Your company BackSports does media for the likes of Totalsports, AfricanX and Run Your
City. You even have a running club with 120 members. Tell us more about that and how
your work and passion overlap?
My work and passion have always overlapped. Since I started at university I’ve always been busy with as many things as possible that I either love or know will help me grow as an individual. Chasing my own dreams whilst helping others achieve theirs is something that is engraved in me. It must come from being a middle child.
You must be the envy of many when you take your shirt off – do you lift lots of weights?
I lift weights and enjoy it so much. Nothing beats running but lifting weights and challenging the body with resistance training is always fun. The muscles are a bonus! I hope it inspires others to push their physical limits because that’s what I aim for.
What advice can you share with runners who want to build and not lose lean upper body muscle?
Work with a specialist who knows and understands your event. Trust them to push you and lean on their advice. Muscle strength helps to prevent injuries and lets you demand what you
require from your muscles in a race.
You grew up in a hard-working household that got you through school and post-grad studies. How did sport fit in and is the future looking brighter for young aspiring runners?
Postgrad was a tough and sobering time for me. I became more aware of the financial burden which came with studying at a top university such as Pretoria. It was expensive
and my running was a ticket for me to finish a degree and attain a good education. Where my parents come from in Limpopo, Venda, there weren’t many sporting opportunities. Both
my parents were active but they knew to give us opportunities they would have to sacrifice and break out of the mould they grew up with in the rural towns they were from. Their hard work is engraved in me as well. As I watched them work with passion and focus, I learnt to do the same – and it allowed me to get my bachelor and honours degrees. This is possible for all young inspiring athletes.
Any sponsors who have helped you along the way?
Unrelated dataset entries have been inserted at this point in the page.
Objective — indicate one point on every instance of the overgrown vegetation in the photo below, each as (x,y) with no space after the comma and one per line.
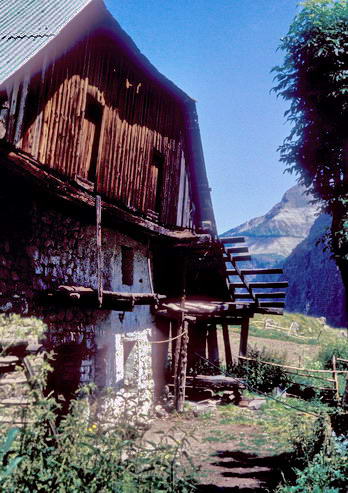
(261,377)
(87,453)
(314,79)
(321,460)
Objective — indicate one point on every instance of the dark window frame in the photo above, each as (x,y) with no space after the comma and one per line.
(127,265)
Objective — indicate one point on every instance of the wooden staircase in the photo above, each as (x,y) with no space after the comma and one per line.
(18,379)
(246,291)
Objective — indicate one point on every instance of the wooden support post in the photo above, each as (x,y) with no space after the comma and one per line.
(228,352)
(213,349)
(180,358)
(160,355)
(244,333)
(99,251)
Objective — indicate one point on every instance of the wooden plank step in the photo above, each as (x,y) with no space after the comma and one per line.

I’ve been privileged to have had individuals as well as brands that have played a role in my running. These include ASICS, Power2Health, my running club (BackTrack Athletics Club) and Wintergreen. They are a constant reminder that hard work on and off the track whilst building your personal brand and respecting the people who support you pays off. So
thank you to them and also to the coaches who have been and continue to be part of my journey, in particular Inge Bremer, Michael Seme, Lelanie van Wyk and JJ Smith.
Where to from here? What are your athletic ambitions?
I have come to realise over the years that running is part of who I am. At the moment the
focus is still on track but I look forward to running more on the road in the future – perhaps all the way to the Comrades marathon.
Favourite trail and road runs in Pretoria?
There are so many beautiful trails in Pretoria. I haven’t had time to explore many, but Mooikloof is one I’ve done a few times. On the road, I enjoy tackling Tom Jenkins
and Soutpansberg, which are part of my daily training routes.
Favourite tracks to do speedwork?
The Athletics Stadium at the University of Pretoria. The track is built for speed and I’ve done many quality sessions there.
Favourite track workout to build speed?
I enjoy doing speed ladder drills as well as pulling tyres/sleds.
Ever run or psyche up to music?
I try not to play music that is too hyper before running. My energy levels are generally high so I listen to music that will keep me calm and remind me to enjoy myself. Slow-tempo
songs of all genres, but mainly deep-house, hip-hop, amapiano or afrobeats.
Favourite local runners?
Mbulaeni Mulaudzi, LJ van Zyl and Akani Simbine.
Who would you bet on to win an 800m, Bolt or Kipchoge?
It’s hard to bet against Bolt but the 800m is too far for him so I’d put my
money on Kipchoge for a comfortable win.